I also love the choice Mr. Chaon made with respect to the age of the narrator.  The guy always loved Del, that much is clear.  But the narrator now has a wife and a child of his own.  He’s had many years to try and understand what happened.  Mr. Chaon also allows us to see the narrator’s shame when he describes how, as a young adult, he used his brother’s story as a way to get girls.  The point is that the narrator would not have been able to confront the family’s “Del issue” without so much time for their thoughts and feelings to percolate.

There’s a particularly sweet moment approximately 60% into the story.  The reader knows a lot of the facts about Del’s death and has met his parents in the dramatic present.  The narrator has made it clear that the story is, to some extent, about his desire to join his family in a deeper understanding of the young man’s death.  We’ve learned about the family’s relationship with violence and the lies that flew between the sons and the father.  Yes, Mr. Chaon could have given the narrator and the audience what they think they want: a long, drawn-out scene in which everyone reaches catharsis.

Mr. Chaon doesn’t disappoint us with this kind of easy answer.  At one point, the narrator is visiting his family and he really wants to tell his father a secret.  He thinks about his own son and is “chilled” by the way a father’s love can transform and “turn in on itself.”  Mr. Chaon writes:

We looked at each other, my father and I.  “What are you thinking?”  I said softly, but he just shook his head.

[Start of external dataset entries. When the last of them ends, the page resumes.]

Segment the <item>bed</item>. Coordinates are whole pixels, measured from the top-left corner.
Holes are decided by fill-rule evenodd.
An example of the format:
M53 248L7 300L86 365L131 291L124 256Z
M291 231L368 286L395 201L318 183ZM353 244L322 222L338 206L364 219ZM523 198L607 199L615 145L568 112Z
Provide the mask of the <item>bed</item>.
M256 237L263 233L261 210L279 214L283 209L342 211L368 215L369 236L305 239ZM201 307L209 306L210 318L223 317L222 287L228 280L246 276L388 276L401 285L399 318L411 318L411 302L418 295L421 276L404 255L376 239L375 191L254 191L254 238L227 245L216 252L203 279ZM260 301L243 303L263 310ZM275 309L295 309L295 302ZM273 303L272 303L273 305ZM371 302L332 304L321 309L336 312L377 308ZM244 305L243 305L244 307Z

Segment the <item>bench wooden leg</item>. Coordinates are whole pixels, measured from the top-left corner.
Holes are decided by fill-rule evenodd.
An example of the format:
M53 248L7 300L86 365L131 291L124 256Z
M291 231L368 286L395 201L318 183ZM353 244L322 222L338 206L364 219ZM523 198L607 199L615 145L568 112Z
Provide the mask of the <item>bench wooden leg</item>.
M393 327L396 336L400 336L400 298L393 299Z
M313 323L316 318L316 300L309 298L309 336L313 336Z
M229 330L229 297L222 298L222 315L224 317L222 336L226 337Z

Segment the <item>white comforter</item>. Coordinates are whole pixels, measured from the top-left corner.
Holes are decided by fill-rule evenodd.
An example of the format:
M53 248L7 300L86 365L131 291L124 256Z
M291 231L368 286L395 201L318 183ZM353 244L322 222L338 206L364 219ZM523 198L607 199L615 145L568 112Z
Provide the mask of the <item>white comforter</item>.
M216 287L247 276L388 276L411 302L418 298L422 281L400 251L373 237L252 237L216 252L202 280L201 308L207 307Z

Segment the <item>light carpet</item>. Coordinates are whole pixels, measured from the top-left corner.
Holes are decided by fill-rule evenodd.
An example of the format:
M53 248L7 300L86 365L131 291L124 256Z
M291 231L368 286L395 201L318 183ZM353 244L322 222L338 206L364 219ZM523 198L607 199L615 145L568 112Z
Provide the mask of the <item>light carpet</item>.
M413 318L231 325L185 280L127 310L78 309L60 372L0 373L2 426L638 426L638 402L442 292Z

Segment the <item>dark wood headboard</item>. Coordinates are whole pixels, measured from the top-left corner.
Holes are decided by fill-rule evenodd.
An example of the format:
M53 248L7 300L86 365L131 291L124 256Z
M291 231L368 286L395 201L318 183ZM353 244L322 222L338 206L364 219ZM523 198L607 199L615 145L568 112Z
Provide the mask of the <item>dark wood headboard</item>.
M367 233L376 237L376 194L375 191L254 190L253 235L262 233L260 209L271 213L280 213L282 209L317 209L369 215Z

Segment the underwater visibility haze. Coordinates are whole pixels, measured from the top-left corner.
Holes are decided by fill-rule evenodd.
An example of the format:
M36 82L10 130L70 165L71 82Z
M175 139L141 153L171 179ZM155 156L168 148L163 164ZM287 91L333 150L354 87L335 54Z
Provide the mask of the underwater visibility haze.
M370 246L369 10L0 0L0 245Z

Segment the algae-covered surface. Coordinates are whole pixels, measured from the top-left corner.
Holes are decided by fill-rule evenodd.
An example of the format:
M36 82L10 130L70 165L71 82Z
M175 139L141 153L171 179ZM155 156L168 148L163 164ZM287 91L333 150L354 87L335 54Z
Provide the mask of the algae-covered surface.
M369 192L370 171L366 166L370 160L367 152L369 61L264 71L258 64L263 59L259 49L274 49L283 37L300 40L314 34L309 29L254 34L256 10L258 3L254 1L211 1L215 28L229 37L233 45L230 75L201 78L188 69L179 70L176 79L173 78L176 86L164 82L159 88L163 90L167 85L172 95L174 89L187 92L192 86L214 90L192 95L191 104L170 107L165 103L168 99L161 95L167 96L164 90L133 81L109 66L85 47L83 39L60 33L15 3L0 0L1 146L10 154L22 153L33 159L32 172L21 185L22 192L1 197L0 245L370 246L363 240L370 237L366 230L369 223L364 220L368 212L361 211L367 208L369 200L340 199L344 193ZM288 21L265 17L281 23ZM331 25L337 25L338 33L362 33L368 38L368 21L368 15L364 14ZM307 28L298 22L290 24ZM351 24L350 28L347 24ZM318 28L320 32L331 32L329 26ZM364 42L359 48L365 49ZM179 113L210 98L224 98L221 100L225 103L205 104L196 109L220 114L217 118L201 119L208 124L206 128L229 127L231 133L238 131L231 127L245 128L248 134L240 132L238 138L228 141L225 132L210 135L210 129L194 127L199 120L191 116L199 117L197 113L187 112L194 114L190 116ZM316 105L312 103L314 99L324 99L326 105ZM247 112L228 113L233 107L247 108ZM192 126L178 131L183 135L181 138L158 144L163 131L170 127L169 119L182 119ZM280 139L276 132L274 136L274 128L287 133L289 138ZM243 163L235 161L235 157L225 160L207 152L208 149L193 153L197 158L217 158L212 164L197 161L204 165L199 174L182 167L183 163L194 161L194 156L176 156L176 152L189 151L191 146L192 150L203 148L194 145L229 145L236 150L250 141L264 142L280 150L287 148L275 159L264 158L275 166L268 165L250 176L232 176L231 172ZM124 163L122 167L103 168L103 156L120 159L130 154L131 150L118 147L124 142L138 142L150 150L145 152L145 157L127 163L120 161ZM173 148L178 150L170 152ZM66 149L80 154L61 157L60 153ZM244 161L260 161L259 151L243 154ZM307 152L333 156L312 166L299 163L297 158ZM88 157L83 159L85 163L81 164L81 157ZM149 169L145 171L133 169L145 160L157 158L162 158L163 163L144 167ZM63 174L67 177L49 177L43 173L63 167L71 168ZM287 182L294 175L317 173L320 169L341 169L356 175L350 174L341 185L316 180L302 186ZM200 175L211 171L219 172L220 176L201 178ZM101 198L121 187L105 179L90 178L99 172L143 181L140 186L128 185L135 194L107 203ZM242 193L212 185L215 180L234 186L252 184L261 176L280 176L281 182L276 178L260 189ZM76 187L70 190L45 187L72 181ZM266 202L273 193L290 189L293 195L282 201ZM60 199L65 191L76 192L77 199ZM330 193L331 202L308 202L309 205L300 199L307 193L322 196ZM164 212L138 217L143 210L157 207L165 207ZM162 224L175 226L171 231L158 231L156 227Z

The author makes the brave choice to leave words unspoken and emotions unshared.  And look at the word he uses in the dialogue tag: “said” instead of “asked.”  The narrator’s question doesn’t receive an answer because there really isn’t a satisfactory one out there.

What Should We Steal?

  • Ease the reader into the inciting incident.  Sometimes you need a whiz-bang open.  Other times, you should let the reader stew in the juices of your conflict.
  • Set your story in the time that is right for the narrator.  People need time to reflect on big events before they can comment meaningfully…your characters are no different.
  • Allow a quiet moment of discord to replace what could be a moment of epiphany. Stories should be like life; we don’t always get the answers we want.  (Or the ones we need.)